What Does a Surgical Instrument Technician Do?
A surgical instrument technician is a job within the allied health professions that involve working with surgical instruments. He or she may also refer to surgery technicians, surgical instrument techs, biomedical device technicians, or surgical techs. In the majority of professional situations, a surgical instrument tech is an individual responsible for sterilization and preparation of instruments and other areas of an operating or surgical procedure room. In some facilities, the technician may be defined as an individual who maintains and repairs surgical instruments.
Most surgical instrument technicians work in hospital settings in department operating rooms, but may also work in ambulatory care centers, outpatient surgical centers, and other facilities where invasive procedures, such as colonoscopies or oral surgeries, take place. In most job descriptions for this position, the primary responsibility is to prepare surgical instruments for use. This may involve sterilization, inventorying, and selection of instruments by order of an operating physician. In some cases, it may involve actually remaining in the operating room for the surgery itself to assist with instrumentation, post-operative sterilization and disposal.
The actual clinical roles required of a surgical instrument technician will vary depending on the facility, the type of surgeries taking place, and the regulations of the facility. The roles and responsibilities are defined in the job description rather than the job title, as some surgical instrument techs may be considered part of a sterilization and preparation role while others may be considered a part of the surgical team. The education required for individual roles depends largely on the definition of and scope of responsibility for the role according to the employing facility.

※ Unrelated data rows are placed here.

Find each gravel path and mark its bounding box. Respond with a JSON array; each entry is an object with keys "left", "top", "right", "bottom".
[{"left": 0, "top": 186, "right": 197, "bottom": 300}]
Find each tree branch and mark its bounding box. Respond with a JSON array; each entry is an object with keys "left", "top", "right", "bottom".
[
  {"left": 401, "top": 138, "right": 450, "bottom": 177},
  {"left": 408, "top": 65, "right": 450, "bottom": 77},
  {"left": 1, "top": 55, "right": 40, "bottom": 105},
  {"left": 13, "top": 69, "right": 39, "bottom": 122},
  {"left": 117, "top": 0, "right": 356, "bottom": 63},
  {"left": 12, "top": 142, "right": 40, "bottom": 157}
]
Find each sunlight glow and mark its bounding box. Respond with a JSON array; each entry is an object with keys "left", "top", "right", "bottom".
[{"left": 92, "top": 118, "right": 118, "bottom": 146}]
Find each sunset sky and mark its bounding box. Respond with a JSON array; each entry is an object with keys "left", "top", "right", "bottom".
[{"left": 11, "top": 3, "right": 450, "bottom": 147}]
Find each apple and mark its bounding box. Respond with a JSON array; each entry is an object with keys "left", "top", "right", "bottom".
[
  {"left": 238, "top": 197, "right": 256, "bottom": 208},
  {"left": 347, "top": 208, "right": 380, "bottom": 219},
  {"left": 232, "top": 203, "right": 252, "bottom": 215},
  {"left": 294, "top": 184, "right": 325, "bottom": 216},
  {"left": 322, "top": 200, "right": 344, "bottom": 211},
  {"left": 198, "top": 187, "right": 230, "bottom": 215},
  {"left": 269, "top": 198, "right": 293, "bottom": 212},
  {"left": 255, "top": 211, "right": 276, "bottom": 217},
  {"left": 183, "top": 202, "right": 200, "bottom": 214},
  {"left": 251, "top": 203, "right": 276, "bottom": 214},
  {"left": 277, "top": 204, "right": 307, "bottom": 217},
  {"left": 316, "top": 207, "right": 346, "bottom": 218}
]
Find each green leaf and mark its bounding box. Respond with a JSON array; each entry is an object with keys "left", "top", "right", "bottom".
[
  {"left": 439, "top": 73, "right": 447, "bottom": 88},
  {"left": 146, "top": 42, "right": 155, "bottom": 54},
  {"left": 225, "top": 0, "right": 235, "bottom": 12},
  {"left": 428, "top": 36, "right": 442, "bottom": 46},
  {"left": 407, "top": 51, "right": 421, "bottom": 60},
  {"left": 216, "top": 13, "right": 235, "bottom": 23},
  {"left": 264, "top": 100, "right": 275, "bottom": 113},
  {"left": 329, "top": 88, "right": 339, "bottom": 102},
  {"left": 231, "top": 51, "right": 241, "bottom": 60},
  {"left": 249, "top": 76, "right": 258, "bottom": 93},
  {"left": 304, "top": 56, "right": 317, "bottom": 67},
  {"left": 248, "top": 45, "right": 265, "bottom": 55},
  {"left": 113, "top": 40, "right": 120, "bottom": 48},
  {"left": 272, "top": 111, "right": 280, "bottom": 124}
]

The required education for surgical instrument technicians in most facilities is a minimum of a two-year degree in an allied health program specializing in surgical or biomedical procedures. Course material will include surgical instrument identification and use, medical terminology and sterilization procedures, as well as biology and any variety of related course matter. Some institutions may award short-term certificates for similar training courses, but not all employers will recognize certificate programs.
Schools that are accredited by the Commission on Accreditation of Allied Health Education Programs (CAAHEP) will offer courses that prepare students for entry-level surgical instrument technician and surgical technician positions. There are other organizations that offer accreditation in instrument sterilization, but it is essential to verify with area employers what level of education is needed for employment. Depending on the clinical scope of a surgical instrument technician as defined by an employing facility, continuing education credits may be required as a condition of employment.